February 16, 2023
Brazilian Supreme Court overrules use of res judicata in cases where such use is against the Supreme Court's holding
Almost four decades ago, many taxpayers filed lawsuits against the Brazilian Government claiming the unconstitutionality of the Social Contribution of Profits (CSLL). After many judicial battles, in 2007 the Brazilian Supreme Court (STF) ruled that the collection of CSLL is constitutional. However, many taxpayers held prior res judicata in their favor and accordingly, under the concept of res judicata (their case was already decided), CSLL would not be due.
After 2007, public tax attorneys filed lawsuits against some of the taxpayers holding such res judicata with the specific aim of disputing res judicata in these cases.
Last week, the STF concluded the trial of two such cases addressing the possibility of disputing or changing the res judicata with respect to the CSLL.
The majority of the Justices took the position that taxes declared undue under res judicata, constituting a ruling that is against the STF's position rendered on an appeal under the general repercussion regime (which is binding and should guide the case law of all other courts) become immediately and retroactively due. Their rationale relies on the fact that having two different judicial rulings on the same matter would trigger harmful competition and an anti-isonomic scenario between taxpayers that are in a same position.
Thus, in general terms, the STF ruled that res judicata loses its effect once the STF holds an opposite position on the same tax matter, provided that such position is held under decisions issued under the general repercussion regime. Because such fact may create a tax for those taxpayers, the STF ruled that the anteriority principle should be observed (i.e., taxes will be levied after a period of 90-days or within the next fiscal year, with the ruling under the repercussion regime as the triggering event).
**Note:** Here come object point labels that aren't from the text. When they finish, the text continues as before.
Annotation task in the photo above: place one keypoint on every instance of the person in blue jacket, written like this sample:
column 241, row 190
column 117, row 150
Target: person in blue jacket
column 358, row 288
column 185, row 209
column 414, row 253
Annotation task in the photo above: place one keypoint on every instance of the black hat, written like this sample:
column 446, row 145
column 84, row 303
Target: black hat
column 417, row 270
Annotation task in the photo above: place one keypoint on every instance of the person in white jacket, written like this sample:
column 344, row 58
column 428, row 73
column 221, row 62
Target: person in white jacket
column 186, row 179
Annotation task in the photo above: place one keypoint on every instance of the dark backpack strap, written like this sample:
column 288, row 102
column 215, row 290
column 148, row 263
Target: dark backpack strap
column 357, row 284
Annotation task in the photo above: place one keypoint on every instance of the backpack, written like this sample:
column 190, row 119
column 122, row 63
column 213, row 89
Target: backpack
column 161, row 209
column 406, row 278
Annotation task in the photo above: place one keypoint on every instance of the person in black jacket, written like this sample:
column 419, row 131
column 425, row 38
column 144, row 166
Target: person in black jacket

Albeit involved taxpayers are claiming they will appeal on the grounds that the loss of res judicata should only have prospective effects, the matter raises a flag not only as far as CSLL is concerned, but to all circumstances in which there is res judicata in the opposite sense of the STF's position on a matter. Relevant cases may include: (i) IPI on resale of imported products; (ii) social security contribution on one-third extra holiday pay; and (iii) exclusion of ICMS of PIS and COFINS calculation bases for taxpayers that filed lawsuits after March, 2017 and have been judicially authorized to recover PIS and COFINS for the past five years (although the STF understood such taxpayers would not be eligible to recover the past, but only to recognize the exclusion of the ICMS for the future).
Therefore, similar cases should be carefully scrutinized, so that potential liabilities or opportunities (should there be a further position of the STF in a more favorable outcome than the res judicata) are assessed.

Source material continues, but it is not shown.